Salah satu diantara banyak karya Mills ialah The Power of Elite, yang mengetengahkan tesis
saling hubungan kekuatan tritunggal: bisinis raksasa, pemerintahan yang kuat dan militer
yang tangguh. Tritunggal tersebut di dalam masyarakat Amerika hanya dimiliki oleh
beberapa orang saja, demikian Mills mengambil keputusan-keputusan dengan pengaruh
nasional dan internasional. Dengan demikian, setiap harapan untuk mewujudkan
pemerintahan yang bertanggung jawab, hanya dapat digapai lewat pertumbuhan kesadaran
masyarakat akan situasi kekuasaan (di Amerika Serikat) dan ditambah dengan minat
sosiologis terhadap isu-isu yang relevan.

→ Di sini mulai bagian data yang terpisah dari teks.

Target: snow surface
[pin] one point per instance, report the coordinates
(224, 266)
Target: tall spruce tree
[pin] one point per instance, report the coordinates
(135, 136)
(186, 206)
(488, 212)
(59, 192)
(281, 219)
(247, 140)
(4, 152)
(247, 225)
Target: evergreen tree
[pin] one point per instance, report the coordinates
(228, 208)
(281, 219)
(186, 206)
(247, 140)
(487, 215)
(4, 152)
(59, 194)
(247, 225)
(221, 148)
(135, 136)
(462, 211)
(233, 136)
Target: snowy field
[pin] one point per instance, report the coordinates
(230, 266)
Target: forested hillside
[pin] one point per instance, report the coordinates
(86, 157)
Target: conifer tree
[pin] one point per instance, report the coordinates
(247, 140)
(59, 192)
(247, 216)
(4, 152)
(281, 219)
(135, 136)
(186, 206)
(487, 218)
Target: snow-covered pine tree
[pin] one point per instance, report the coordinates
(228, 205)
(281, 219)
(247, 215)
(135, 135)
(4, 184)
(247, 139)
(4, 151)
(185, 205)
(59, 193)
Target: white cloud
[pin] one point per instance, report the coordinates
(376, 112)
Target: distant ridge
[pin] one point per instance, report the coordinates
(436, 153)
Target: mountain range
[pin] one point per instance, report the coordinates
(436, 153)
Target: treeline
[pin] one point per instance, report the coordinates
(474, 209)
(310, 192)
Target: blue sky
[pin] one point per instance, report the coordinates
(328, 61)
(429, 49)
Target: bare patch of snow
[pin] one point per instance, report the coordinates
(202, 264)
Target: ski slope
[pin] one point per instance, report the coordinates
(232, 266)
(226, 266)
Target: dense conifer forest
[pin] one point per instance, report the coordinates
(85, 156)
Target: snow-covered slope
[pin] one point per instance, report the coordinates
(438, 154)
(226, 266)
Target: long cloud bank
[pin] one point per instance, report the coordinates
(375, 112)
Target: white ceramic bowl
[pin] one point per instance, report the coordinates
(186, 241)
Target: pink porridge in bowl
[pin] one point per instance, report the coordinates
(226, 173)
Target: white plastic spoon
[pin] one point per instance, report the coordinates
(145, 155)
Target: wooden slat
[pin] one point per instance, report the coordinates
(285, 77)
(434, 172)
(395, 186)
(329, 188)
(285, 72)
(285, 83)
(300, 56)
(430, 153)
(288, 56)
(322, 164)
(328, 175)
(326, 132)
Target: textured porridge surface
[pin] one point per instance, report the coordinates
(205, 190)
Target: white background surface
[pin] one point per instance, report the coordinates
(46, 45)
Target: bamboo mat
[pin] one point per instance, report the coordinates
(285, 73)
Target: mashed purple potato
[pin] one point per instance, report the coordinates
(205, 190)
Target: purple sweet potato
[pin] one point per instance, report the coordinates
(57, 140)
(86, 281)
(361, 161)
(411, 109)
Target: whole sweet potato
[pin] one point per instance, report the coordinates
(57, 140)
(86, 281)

Dalam bukunya yang lain The Sociological Imagination Mills menghimbau terhadap
imajinasi sosiologis, yaitu kritik terhadap model naturalis yang sudah dominan dalam
sosiologi kontemporer. Dia mendakwa empirisme abstrak sosiologi Amerika lebih banyak
terlena dengan metose-metode praktis ketimbang dengan pertanyaan-pertanyaan yang
relevan. Bagi Mills ‘imajinasi sosiologis’ adalah kemampuan untuk menangkap sejarah dna
biografi serta daya gunanya dalam masyarakat. Imajinasi inilah yang dicoba Mills dalam
karyanya. Teori tidak boleh abstrak, seperti teori induk (grand theory) dengan sedikit atau
tanpa data yang mendukungnya (sebagaimana yang dituduhkan Mills terhadap Parsons),
tidak pula merupakan empirisme abstrak dengan data tetapi dnegan sedikit atau tidak ada
teori yang relevan.

11
BAB III

PENUTUP

3.1 Kesimpulan

Setelah menelaah dan menganalisis lebih jauh tentang pendapat tentang definisi
sosialisasi dari ahli yang bernama Charles Wright Mills, saya menarik kesimpulan bahwa
sosialisasi merupakan suatu proses menyesuaikan diri dari individu yang berada pada situasi
yang baru dengan menyesuaikan diri tehadap kebudayaan dari tempat barunya itu atau
budaya di suatu kelompok, dimana jika ia mampu melakukannya, ia akan dianggap oleh
kelompok tersebut.
Daftar Pustaka

https://setiapaelani66.blogspot.co.id/2017/05/charles-wright-mills.html

Raho, Bernard (2007), Teori Sosiologi Modern, Jakarta: Prestasi Pustaka.

Ritzer, George (2009), Sociological Theory, Alih bahasa Nurhadi, Jakarta: Kreasi Wacana.

Dwi Susilo, Rachmad (2009), 20 Tokoh Sosiologi Modern, Jogjakarta: Ar-Ruzz Media.